# Problems Printing Multi-Color Plastisol w/Underbase



## miktoxic (Feb 21, 2008)

So this is the first real problem i've had when doing a multi-color job on black tees.

the design is white, grey and red on black. i have three screens. the white prints under the whole design. i print white. then flash then print another. in past jobs i would just print the 2nd white pass leave wet. then the other 2 colors wet on wet.

well for some reason this process isn't working because if i leave the 2nd pass white wet, the 2nd color grey screen after printing pulls up some of the white and the same goes with the 3rd color screen (red) which pulls up the grey.

the only way i've been able to do this is by flashing every color up to the last which is making this job take three times longer to do than it should. i don't know if it's the off contact which i've tried to adjust by taping some quarters where the screen hits the pallet on neck line to no avail. don't know if it's the ink. don't know if it's the tension in the mesh (restretched my own for the grey and red). really stumped.

i've printed the bulk of the job but had a half a dozen screwups and had to order more shirts. now i'm nervous to even touch this thing.

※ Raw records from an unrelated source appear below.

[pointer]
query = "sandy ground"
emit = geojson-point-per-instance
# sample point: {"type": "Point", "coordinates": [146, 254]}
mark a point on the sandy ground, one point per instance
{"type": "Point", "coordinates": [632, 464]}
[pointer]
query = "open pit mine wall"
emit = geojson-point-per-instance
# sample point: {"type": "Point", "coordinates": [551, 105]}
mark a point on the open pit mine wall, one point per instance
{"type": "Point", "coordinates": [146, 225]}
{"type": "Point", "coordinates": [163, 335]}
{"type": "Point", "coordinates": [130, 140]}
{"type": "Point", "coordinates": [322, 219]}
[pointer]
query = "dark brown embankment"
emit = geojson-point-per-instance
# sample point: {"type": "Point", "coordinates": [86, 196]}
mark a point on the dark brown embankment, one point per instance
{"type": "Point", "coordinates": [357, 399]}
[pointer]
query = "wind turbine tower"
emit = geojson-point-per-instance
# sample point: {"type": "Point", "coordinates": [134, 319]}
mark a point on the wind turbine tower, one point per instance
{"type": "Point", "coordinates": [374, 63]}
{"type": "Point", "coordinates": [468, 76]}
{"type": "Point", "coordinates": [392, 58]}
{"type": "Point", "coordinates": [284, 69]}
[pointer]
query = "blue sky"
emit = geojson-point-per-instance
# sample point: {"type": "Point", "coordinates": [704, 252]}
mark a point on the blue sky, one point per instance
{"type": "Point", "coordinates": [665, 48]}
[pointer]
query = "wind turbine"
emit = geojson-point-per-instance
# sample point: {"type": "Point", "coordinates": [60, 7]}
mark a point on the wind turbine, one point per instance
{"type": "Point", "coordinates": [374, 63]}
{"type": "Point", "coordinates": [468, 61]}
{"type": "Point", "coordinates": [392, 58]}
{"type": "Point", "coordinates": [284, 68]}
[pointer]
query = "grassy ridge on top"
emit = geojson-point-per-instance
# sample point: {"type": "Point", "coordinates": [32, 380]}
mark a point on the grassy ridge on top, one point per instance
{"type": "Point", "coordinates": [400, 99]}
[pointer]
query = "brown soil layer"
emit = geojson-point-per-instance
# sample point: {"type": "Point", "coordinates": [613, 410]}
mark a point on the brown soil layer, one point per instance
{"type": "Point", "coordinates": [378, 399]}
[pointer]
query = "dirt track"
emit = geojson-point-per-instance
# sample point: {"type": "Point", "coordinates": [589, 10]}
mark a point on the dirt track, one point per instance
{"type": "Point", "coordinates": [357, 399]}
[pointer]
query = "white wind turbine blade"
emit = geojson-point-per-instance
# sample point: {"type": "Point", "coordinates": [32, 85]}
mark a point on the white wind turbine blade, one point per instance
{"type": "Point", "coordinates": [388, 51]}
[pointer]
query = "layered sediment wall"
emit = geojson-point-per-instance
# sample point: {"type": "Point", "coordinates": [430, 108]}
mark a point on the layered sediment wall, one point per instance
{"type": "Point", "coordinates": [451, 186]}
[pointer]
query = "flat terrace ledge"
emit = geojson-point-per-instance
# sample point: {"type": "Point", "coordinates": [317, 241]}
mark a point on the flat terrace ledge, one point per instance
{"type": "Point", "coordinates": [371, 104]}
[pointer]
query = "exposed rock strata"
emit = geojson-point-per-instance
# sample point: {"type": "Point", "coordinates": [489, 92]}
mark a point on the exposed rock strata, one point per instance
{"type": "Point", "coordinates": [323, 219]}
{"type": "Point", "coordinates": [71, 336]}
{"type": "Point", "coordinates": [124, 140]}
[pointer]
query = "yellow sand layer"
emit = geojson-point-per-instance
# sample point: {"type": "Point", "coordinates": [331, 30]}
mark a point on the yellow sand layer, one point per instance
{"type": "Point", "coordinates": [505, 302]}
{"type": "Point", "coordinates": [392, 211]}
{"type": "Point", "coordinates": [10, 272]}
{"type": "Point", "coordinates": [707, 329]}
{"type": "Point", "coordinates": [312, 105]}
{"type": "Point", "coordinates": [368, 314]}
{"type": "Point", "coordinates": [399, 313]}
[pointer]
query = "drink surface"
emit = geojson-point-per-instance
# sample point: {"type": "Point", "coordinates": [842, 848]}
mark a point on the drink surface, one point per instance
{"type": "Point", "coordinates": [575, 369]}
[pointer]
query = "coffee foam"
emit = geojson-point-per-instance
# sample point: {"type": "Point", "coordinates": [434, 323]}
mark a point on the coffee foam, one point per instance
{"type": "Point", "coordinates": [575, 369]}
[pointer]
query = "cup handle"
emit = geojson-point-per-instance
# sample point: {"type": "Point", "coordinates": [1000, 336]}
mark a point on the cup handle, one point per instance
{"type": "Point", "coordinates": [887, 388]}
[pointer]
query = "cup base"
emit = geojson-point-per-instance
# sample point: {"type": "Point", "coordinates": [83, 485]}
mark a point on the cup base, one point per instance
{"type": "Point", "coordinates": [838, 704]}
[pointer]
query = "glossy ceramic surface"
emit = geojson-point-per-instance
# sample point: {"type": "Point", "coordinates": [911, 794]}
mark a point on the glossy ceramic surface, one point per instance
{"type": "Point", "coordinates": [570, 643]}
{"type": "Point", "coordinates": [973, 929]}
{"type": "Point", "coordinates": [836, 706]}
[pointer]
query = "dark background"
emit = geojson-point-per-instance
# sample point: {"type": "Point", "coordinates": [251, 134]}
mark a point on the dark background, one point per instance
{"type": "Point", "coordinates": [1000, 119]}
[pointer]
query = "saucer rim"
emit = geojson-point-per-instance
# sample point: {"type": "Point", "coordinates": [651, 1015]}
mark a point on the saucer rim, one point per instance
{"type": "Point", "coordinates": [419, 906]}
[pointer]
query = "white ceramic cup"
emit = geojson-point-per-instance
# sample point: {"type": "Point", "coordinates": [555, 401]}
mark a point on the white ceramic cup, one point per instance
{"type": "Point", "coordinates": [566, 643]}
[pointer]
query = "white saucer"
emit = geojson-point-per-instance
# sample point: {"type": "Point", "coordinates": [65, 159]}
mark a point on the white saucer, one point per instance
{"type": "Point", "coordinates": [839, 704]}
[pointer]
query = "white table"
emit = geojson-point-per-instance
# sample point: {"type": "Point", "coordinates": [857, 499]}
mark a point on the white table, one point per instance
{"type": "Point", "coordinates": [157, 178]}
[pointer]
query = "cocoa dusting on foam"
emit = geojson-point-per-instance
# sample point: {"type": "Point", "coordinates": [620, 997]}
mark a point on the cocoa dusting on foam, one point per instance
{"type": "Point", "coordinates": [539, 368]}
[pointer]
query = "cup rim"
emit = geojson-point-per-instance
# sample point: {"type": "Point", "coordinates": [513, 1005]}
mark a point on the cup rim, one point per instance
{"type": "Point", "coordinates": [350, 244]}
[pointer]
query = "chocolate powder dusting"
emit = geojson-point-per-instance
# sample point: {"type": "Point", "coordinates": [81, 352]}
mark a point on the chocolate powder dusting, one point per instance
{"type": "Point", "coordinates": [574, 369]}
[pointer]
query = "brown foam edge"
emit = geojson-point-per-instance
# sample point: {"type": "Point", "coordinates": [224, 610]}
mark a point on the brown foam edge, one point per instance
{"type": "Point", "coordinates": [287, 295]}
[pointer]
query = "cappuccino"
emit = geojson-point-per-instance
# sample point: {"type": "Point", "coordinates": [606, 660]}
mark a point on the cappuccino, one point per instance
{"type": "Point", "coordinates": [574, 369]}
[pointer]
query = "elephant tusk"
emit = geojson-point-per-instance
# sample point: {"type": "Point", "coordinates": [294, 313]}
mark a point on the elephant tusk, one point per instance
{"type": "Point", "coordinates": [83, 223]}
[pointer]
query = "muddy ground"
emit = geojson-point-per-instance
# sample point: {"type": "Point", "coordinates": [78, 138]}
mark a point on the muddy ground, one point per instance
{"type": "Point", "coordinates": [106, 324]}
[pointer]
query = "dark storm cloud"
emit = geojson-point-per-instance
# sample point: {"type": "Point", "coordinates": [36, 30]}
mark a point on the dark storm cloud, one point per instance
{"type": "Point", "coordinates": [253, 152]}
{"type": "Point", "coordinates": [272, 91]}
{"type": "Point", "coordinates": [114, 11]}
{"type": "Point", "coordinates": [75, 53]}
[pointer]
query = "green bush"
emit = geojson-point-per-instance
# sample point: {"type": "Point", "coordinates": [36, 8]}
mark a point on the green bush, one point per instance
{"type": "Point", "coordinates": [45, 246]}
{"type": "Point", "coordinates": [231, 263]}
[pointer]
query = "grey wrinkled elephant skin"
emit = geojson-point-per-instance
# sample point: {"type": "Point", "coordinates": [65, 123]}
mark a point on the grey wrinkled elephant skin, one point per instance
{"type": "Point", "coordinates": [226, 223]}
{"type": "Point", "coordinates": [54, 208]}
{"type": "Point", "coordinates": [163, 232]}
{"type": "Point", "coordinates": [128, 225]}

any help would be greatly appreciated. thanks in advance!!


----------



## 2020 PrintWorks (Apr 22, 2011)

I've never heard of anyone being able to overprint on white without flashing. Just flash the underbase and you should be fine. I rarely print wet on wet when theres an underbase unless it's simulated process.


----------



## Recie (Jun 27, 2014)

The only time I wouldn't flash between colors if if I want them to mix. If you are printing on top of the white base for color pop, you have to flash between colors.


----------



## Filth Ink (Jul 31, 2016)

You have to flash every round. Sorry


----------



## Scott Printing (Jul 1, 2016)

I agree with the above comments. You have to flash white ink prior to top coats. It might take a little longer but you won't F any shirts up.


----------